© Copyright 2018 by W. Paech + F. Hofmann, Team Chamaeleon, Chamaeleon and Onjala Observatory, NamibiaImage of V906 Carinae about 18 days after its discovery.
Astronomers have long believed that the bright light of novae comes from thermo-nuclear explosions.
Now, an international team, including researchers from the University of Copenhagen, has for the first time demonstrated that most of their brightness comes from shockwaves created in a unique and a previously unknown process. The finding ends a decades-old understanding of novae — and may help solve one of the greatest riddles in astrophysics.
Classical novae have been among the most extensively studied astrophysical phenomena since humans first began wondering about twinkling points in the night sky. Yet we continue to learn new things, as evidenced by new research conducted by the University of Copenhagen, among others.
Novae are explosions that occur when a white dwarf star and its companion star in a binary system orbit closer and closer around one another. As the two stars approach, gas from the companion star is stripped away and onto the white dwarf's surface, where it builds up like a gas shell. Eventually, after thousands of years, the piled up gas shell explodes in a nuclear fusion reaction.

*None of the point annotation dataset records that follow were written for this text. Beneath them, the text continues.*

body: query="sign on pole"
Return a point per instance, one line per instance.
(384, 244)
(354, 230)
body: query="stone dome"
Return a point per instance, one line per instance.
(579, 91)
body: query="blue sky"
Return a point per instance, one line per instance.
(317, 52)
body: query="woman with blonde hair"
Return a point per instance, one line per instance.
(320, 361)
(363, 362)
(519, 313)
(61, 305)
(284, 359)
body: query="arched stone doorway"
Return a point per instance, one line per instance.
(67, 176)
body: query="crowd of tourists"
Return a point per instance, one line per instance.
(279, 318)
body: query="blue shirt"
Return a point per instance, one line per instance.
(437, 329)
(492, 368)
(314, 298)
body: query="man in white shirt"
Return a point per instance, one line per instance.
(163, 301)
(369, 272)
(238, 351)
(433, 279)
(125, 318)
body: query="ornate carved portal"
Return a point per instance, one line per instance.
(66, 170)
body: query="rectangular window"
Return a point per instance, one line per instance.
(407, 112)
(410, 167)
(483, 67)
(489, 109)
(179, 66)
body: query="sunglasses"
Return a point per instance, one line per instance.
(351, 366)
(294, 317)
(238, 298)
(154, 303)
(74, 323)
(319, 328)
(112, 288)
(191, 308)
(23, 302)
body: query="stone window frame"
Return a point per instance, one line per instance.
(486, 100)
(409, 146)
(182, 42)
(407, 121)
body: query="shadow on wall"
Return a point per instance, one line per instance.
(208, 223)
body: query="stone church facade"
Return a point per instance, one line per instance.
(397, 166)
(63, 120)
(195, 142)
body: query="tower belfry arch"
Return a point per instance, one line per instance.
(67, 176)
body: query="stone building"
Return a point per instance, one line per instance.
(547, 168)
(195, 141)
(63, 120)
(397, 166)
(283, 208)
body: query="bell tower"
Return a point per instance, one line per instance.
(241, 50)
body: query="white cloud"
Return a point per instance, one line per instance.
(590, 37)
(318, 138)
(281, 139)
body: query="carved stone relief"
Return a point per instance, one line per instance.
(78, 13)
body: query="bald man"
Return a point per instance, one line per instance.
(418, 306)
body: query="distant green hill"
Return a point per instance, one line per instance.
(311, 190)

For decades, astronomers believed that this thermo-nuclear explosive event is what caused white dwarves to suddenly shine up to a million times brighter — making them appear to be entirely new stars. Hence the name 'nova', meaning 'new' in Latin. But now, for the first time, an international team of researchers has demonstrated that it is the "shock", not the explosion itself, which mainly causes a nova to blaze brightly in the night sky.
"It's a whole new understanding of how a nova works. Indeed, it changes the more than 45-year-old perception that novae only get their light from the nuclear reaction," states Luca Izzo, co-author of the study — now published in
Nature Astronomy. Izzo is an astrophysicist and post-doctoral fellow at the University of Copenhagen's Niels Bohr Institute.
The new evidence comes from observations of 'V906 Carina', a nova discovered in 2018 roughly 13,000 light-years from Earth.